A recent project performed in XENDEE examined how a proposed hydrogen production facility for industrial usage and hydrogen cars using electrolysis in the California desert could economically oversize solar PV to improve the operation and reduce the impact on the utility system. XENDEE found that while some solar PV could improve the facility's operation, significantly more benefit came when the solar was vastly oversized and combined with a large amount of hydrogen storage. This combination allows the facility to overproduce and store hydrogen, which could significantly reduce the amount of imported electricity to fulfill the hydrogen production demands. The lowest cost operation came from leveraging low wholesale market electricity prices in the morning and late evening and the on-site solar generation in the middle of the day.
When examining the purchase of fuel cells to take advantage of this production capacity, the model consistently showed that fuel cells are still currently too expensive, despite the facility producing hydrogen at costs comparable with natural gas rates. However, when investigating how an existing generation asset (i.e., removing the required capital expenditure) would work, we found that the facility could again increase the revenue by further oversizing assets to provide hydrogen to that generator to produce electricity and sell it to the wholesale market during peak times.
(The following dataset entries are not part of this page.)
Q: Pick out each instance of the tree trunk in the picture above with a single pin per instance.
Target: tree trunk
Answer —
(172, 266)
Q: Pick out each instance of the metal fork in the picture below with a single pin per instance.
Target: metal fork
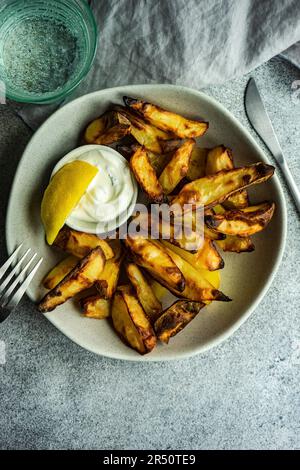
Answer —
(16, 281)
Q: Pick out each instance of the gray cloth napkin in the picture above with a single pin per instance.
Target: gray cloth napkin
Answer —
(188, 42)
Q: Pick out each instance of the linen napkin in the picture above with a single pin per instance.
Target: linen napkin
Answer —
(194, 43)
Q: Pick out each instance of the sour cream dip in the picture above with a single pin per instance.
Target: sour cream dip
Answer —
(110, 198)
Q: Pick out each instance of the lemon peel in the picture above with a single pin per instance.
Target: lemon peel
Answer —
(63, 193)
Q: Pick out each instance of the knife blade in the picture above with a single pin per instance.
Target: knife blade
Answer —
(261, 123)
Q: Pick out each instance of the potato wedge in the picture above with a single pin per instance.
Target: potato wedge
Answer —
(197, 164)
(187, 239)
(169, 146)
(159, 290)
(82, 277)
(155, 259)
(199, 262)
(144, 292)
(214, 189)
(124, 326)
(147, 135)
(218, 159)
(59, 272)
(208, 256)
(107, 129)
(107, 282)
(166, 120)
(158, 162)
(95, 306)
(177, 168)
(146, 176)
(197, 287)
(175, 318)
(131, 322)
(236, 244)
(80, 244)
(212, 234)
(242, 222)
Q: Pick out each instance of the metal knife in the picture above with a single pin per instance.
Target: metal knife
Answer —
(261, 123)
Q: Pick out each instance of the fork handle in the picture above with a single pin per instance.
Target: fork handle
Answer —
(291, 184)
(4, 313)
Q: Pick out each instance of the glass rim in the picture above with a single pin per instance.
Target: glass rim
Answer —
(51, 97)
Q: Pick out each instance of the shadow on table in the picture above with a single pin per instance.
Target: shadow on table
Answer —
(14, 137)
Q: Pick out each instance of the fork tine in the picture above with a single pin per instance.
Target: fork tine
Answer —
(10, 260)
(18, 279)
(22, 289)
(13, 272)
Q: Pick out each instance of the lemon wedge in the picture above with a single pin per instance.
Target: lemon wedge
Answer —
(63, 193)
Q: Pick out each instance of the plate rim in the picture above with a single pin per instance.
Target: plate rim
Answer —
(220, 338)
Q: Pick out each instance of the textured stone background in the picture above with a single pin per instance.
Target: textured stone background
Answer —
(242, 394)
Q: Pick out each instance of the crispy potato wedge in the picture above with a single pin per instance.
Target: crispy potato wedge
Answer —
(131, 322)
(175, 318)
(218, 159)
(198, 262)
(144, 292)
(159, 290)
(108, 279)
(208, 256)
(166, 120)
(80, 244)
(242, 222)
(187, 239)
(155, 259)
(197, 287)
(158, 162)
(59, 272)
(107, 129)
(95, 306)
(146, 176)
(212, 234)
(214, 189)
(236, 244)
(197, 164)
(124, 326)
(177, 168)
(169, 146)
(147, 135)
(82, 277)
(116, 247)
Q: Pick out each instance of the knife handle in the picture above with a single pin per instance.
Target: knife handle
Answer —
(291, 183)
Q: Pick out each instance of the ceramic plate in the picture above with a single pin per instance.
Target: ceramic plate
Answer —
(245, 278)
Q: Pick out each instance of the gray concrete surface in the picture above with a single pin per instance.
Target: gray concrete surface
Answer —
(243, 394)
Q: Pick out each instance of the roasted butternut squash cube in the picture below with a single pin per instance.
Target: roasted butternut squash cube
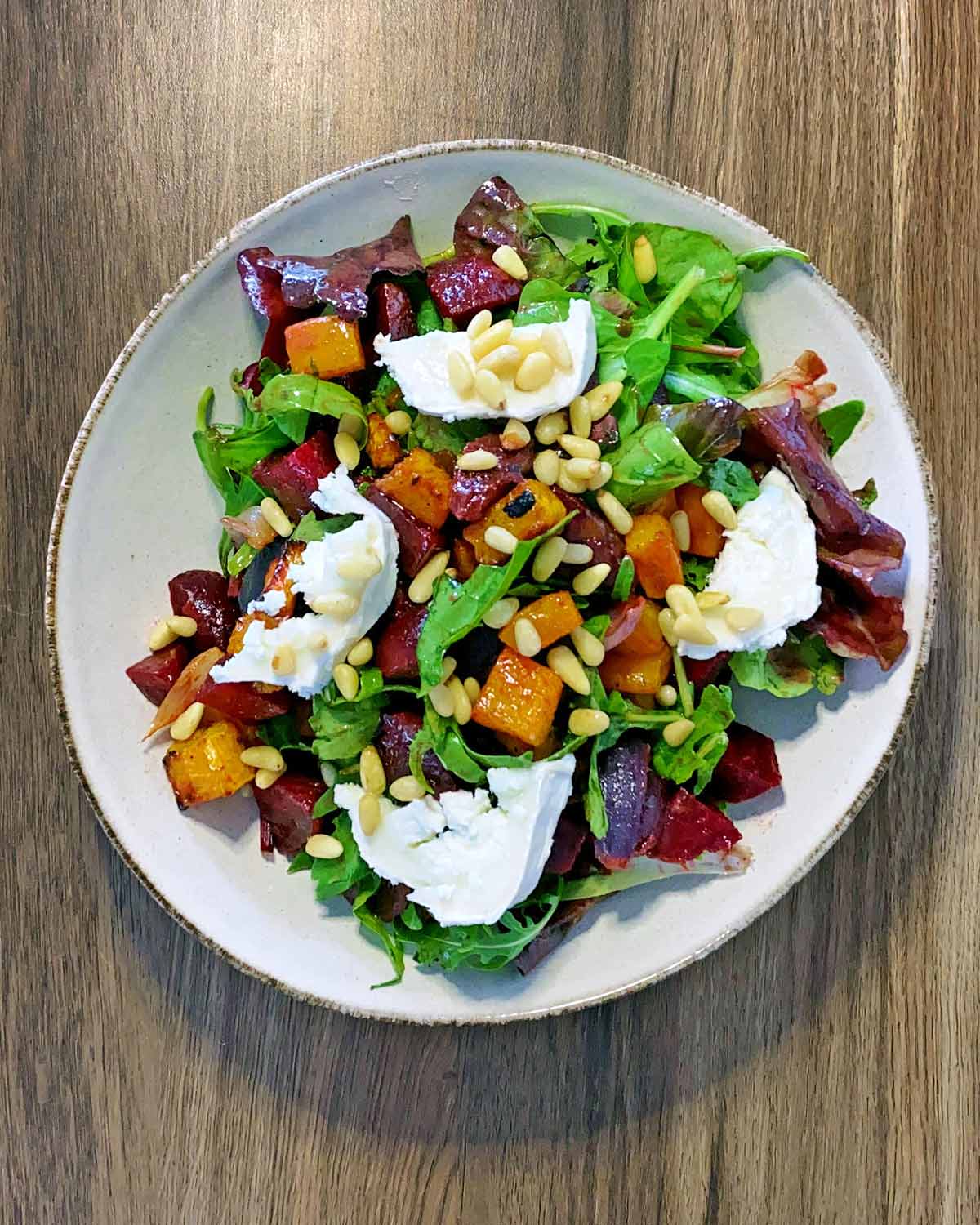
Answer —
(554, 617)
(519, 698)
(207, 766)
(528, 510)
(325, 347)
(656, 554)
(421, 485)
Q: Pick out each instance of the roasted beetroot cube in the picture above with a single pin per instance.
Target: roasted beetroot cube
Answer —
(688, 828)
(293, 475)
(749, 767)
(396, 733)
(474, 492)
(416, 541)
(394, 316)
(470, 283)
(154, 675)
(394, 651)
(243, 701)
(203, 595)
(288, 808)
(595, 531)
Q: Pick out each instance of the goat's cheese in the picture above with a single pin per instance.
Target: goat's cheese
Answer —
(768, 563)
(419, 365)
(320, 639)
(466, 858)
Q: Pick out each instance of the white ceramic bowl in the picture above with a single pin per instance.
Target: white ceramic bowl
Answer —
(135, 509)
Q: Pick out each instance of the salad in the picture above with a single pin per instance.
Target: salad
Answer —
(501, 528)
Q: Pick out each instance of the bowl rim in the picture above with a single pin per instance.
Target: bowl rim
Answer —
(416, 154)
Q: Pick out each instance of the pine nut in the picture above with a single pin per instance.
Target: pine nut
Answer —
(185, 725)
(369, 813)
(283, 659)
(462, 707)
(580, 414)
(587, 722)
(347, 681)
(276, 516)
(644, 261)
(603, 397)
(693, 630)
(534, 372)
(578, 555)
(580, 448)
(421, 588)
(264, 757)
(527, 637)
(479, 323)
(489, 389)
(499, 614)
(443, 701)
(556, 347)
(360, 653)
(506, 259)
(548, 559)
(550, 428)
(477, 461)
(499, 333)
(502, 362)
(460, 374)
(666, 620)
(514, 436)
(587, 581)
(500, 539)
(678, 732)
(615, 511)
(406, 789)
(681, 528)
(341, 604)
(365, 566)
(710, 599)
(681, 599)
(742, 619)
(720, 509)
(399, 423)
(347, 451)
(323, 847)
(590, 651)
(546, 467)
(161, 636)
(372, 771)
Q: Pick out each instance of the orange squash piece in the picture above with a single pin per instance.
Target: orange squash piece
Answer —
(421, 485)
(528, 510)
(325, 347)
(553, 617)
(519, 698)
(384, 448)
(656, 554)
(706, 532)
(207, 766)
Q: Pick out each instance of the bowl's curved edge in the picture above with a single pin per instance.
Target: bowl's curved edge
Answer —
(102, 396)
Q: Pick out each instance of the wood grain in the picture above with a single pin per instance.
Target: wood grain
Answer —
(822, 1066)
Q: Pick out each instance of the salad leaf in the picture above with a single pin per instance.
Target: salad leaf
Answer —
(705, 747)
(801, 664)
(840, 423)
(648, 463)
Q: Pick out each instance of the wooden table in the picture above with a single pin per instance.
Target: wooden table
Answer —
(823, 1065)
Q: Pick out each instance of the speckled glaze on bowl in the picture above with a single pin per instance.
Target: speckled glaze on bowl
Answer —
(132, 466)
The net benefit is an improved bottom line for the hydrogen production facility, lower operating costs for the owner of the hydrogen-burning generator, and a nodal market demand curve which flattens out the purchases coming through the node by increasing demand when it is traditionally low in the late evening/early morning, reducing the midday dip, and shaving the evening peak.
Figure 3a: Flattened utility demand that limits the impact of the ‘duck curve' – nodal demand is less volatile than the original nodal demand (black line), and the hydrogen production facility provides nodal support via higher demand during 8 AM and 3 PM; between 5 PM and 9 PM the engines running on hydrogen provide direct support.
Figure 3b: Hydrogen production facility production curves; Increased hydrogen usage during midday to take advantage of the solar PV; Between 5 PM and 9 PM generators run to support the macro-grid.
In this example, we discussed a special case for hydrogen implementation that naturally came out of our modelling process; however, we believe there is more to be discovered, especially as hydrogen production and conversion improvements continue to proliferate. Alongside these improvements, modelling tools like XENDEE can analyze the new technologies and the market to effectively determine the best technology mix and investment timeline to diminish peak usage burdens for operators and deliver the best returns to stakeholders.
1 This is true for most independent system operators (ISO) in the United States, where the New York (NYISO), New England (NEISO), Pennsylvania/New Jersey/Maryland (PJM), and Midwestern (MISO) have negligible battery storage but 1.25GW, 1.8 GW, 5.1 GW and 2.5 GW of hydro potential storage, respectively.